Sharks have specialized receptors on their snouts called ampullae of Lorenzini.


These receptors help the shark detect electric fields given off by potential
meals. This can come in handy in the deep blue sea, where prey may be far away
or camouflaging themselves.

11. Guiana dolphins

(a)

(b)

(royalsocietypublishing.org/Nicole U. Czech-Damal)
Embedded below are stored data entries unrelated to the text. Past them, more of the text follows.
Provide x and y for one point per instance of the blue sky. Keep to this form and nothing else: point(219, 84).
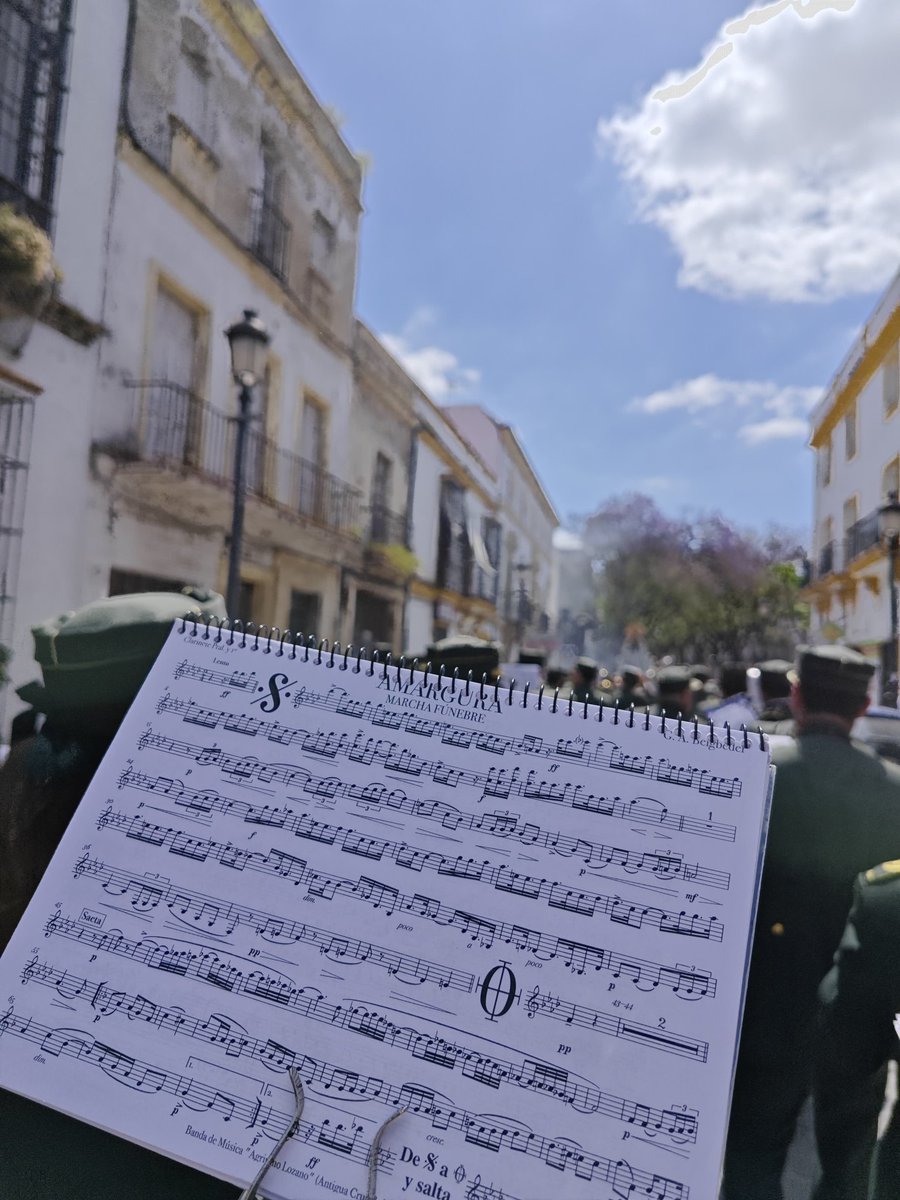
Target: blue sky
point(642, 232)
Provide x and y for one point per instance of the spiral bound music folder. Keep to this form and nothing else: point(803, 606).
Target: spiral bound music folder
point(520, 919)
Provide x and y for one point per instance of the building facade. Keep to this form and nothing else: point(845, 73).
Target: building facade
point(856, 438)
point(61, 67)
point(525, 521)
point(216, 184)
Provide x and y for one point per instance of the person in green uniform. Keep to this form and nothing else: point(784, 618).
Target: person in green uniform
point(858, 1037)
point(93, 664)
point(777, 677)
point(633, 690)
point(585, 676)
point(835, 810)
point(675, 696)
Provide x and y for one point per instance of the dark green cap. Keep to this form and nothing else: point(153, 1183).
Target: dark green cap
point(101, 654)
point(837, 669)
point(672, 679)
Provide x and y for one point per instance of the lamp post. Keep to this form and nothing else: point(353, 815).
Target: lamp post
point(247, 341)
point(889, 533)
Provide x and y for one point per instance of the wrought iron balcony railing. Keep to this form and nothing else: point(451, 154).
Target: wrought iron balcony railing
point(826, 561)
point(863, 535)
point(270, 234)
point(174, 427)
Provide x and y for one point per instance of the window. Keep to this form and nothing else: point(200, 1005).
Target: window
point(823, 463)
point(826, 549)
point(324, 239)
point(891, 379)
point(312, 432)
point(312, 498)
point(34, 40)
point(247, 603)
point(173, 412)
point(891, 479)
point(850, 433)
point(304, 616)
point(271, 232)
point(382, 515)
point(192, 105)
point(453, 538)
point(851, 514)
point(485, 558)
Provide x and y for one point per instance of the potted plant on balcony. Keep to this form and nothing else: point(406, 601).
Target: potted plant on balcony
point(29, 274)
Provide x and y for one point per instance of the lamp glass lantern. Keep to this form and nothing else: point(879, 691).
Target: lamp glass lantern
point(889, 519)
point(249, 341)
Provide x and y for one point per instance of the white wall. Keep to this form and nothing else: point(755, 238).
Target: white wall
point(53, 575)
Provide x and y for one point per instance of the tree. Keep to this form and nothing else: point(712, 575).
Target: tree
point(697, 589)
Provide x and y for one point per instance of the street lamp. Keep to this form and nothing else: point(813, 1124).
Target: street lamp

Guiana dolphins may seem like simple, playful creatures, but when you look into
their past, things get pretty hairy - literally. That's because these dolphins are
born with whiskers on their snouts! These whiskers fall off eventually, but the pits
that these whiskers were once anchored to (called vibrissal crypts) are used to
sense the electric fields emitted by prey. Like the shark, the receptors in a
Guiana dolphin's snout also have a kind of gel that allows him to detect the
presence of possible food. Each crypt is surrounded by blood vessels and
connected to the trigeminal nerve, a special nerve that carries sensory
information to the dolphin's brain.

12. Electric eels

(Flickr/Travis)

A list of animals that use electricity would not be complete without electric eel.
These magnificent creatures inhabit ponds and streams in the Amazon and
Orinoco basins of South America, but their name is misleading; electric eels are
not eels at all, and are more closely related to catfish. Electric eels have
electrogenic cells that they use to stun prey, defend against predators and even
communicate with other electric eels. With a strong enough shock to cause
heart failure after repeated jolts, it wouldn't be such a good idea to approach this
living lightning rod. In fact, it would be eel-advised.